I’d be in favor of “unnamed fields”, but mildly against named fields with unnamed types, because they are two pretty different things.
Named fields with unnamed types are merely a convenience, any such type can be easily outlined.
struct S {
a: u8,
b: struct {
c: u8,
}
}
=>
struct S_B {
c: u8,
}
struct S {
a: u8,
b: C_B,
}
Such outlining is 1) only two tokens longer 2) doesn’t affect interface of S and therefore invisible for users - the field c is accessed as b.c in both cases.

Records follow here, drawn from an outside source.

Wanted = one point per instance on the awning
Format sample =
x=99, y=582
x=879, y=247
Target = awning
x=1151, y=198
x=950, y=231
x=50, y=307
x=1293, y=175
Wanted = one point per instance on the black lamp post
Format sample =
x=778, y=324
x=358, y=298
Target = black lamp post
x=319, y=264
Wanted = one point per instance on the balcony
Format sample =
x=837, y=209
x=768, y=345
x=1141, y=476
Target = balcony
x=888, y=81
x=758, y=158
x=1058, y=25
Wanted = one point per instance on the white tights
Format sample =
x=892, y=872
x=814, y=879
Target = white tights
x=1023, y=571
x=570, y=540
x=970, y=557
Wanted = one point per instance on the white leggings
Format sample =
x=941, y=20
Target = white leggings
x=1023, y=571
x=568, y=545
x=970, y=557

I’d argue that if struct { FIELDS.... } is allowed in field type position, then it should be allowed in any type position, e.g.

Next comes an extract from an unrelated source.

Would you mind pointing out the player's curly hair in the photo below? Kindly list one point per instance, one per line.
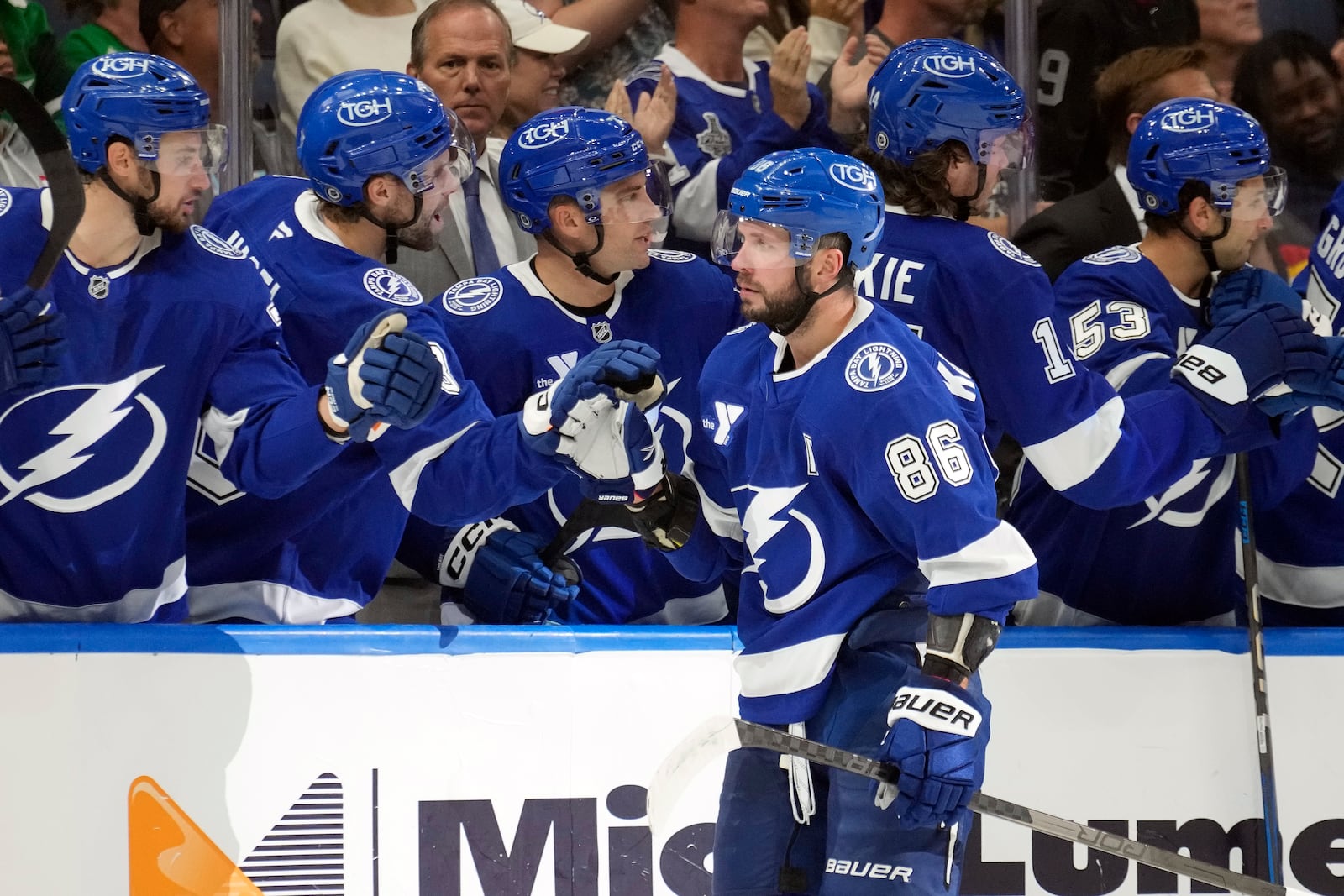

fn f() -> struct { key: u8, value: u8 } { .... }
and I don’t think this is a sugar that Rust urgently needs.
“Unnamed fields” with “unnamed types” as they are used in C don’t even need to be types or fields, they are layout specifiers and in theory can use any syntax not reminding struct/union declarations.

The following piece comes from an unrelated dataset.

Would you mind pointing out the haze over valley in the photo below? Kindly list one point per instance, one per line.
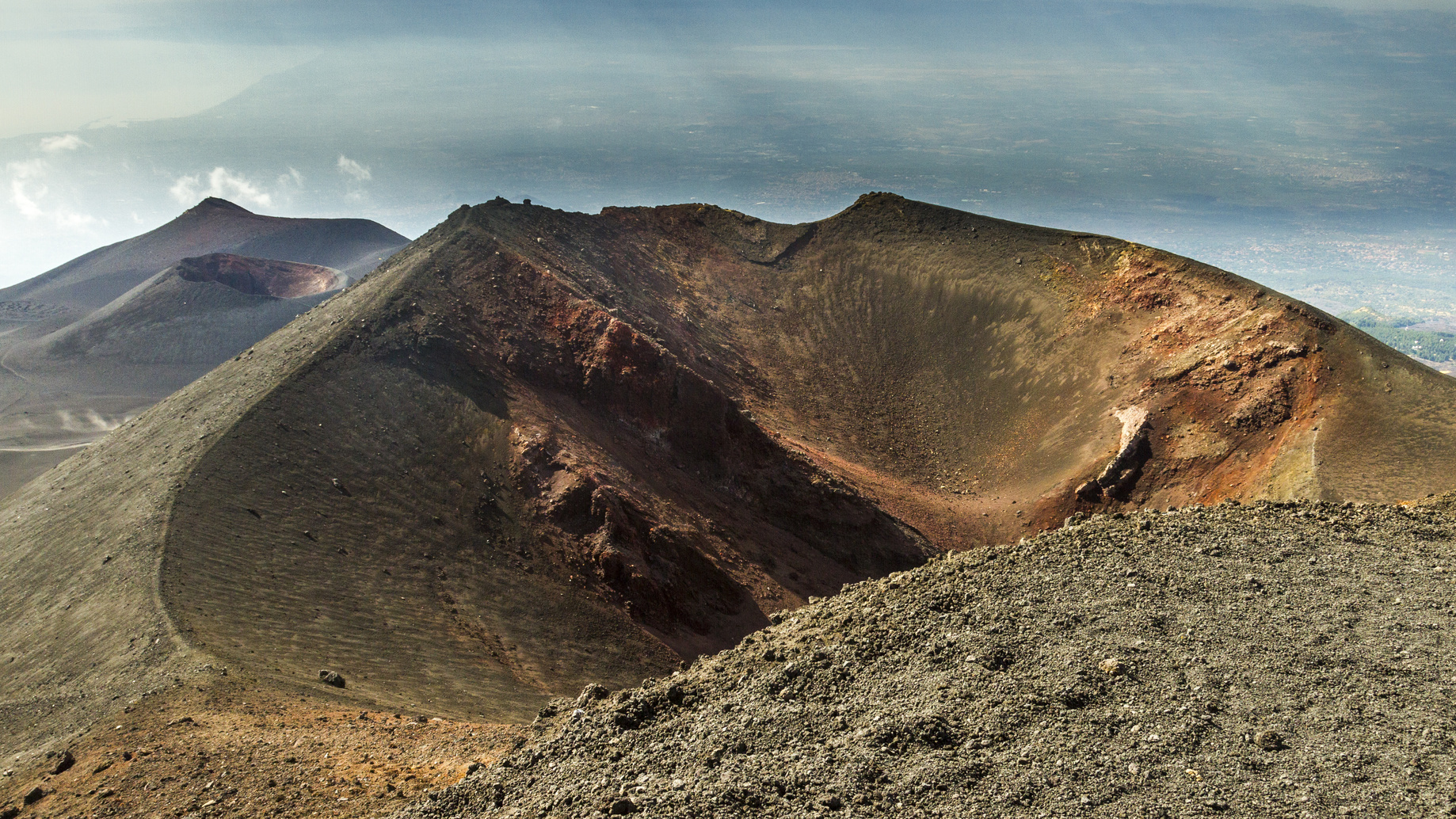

Such modifiers give ability to build an arbitrary complex layout for an aggregate S while keeping it’s interface as simple as a struct with a set of fields:
// I intentionally use the non-`struct {....}` syntax to highlight the difference from named fields with unnamed types.
struct S {
product [
a: u8,
b: u16,
sum [
c: u32,
d: u64,
]
product [
e: i8,
f: i16,
]
]
sum [
g: i32,
h: i64,
]
}
<=>
custom_aggregate S {
a: u8,
b: u16,
c: u32,
d: u64,
e: i8,
f: i16,
g: i32,
h: i64,
}
This is certainly a feature which gives new abilities (as opposed to just convenience) by affecting user-visible interfaces .
Note that this is still a fringe low level feature that is useful in quite specific situations.
One problem with this is that unions currently require unsafe blocks on any access to fields, so you can’t do some things from C, for example the field alias trick as conveniently as in C.
However, I think the rules can be relaxed a bit to allow safe access to common initial sequences, safe writes to trivially destructible fields and maybe something else.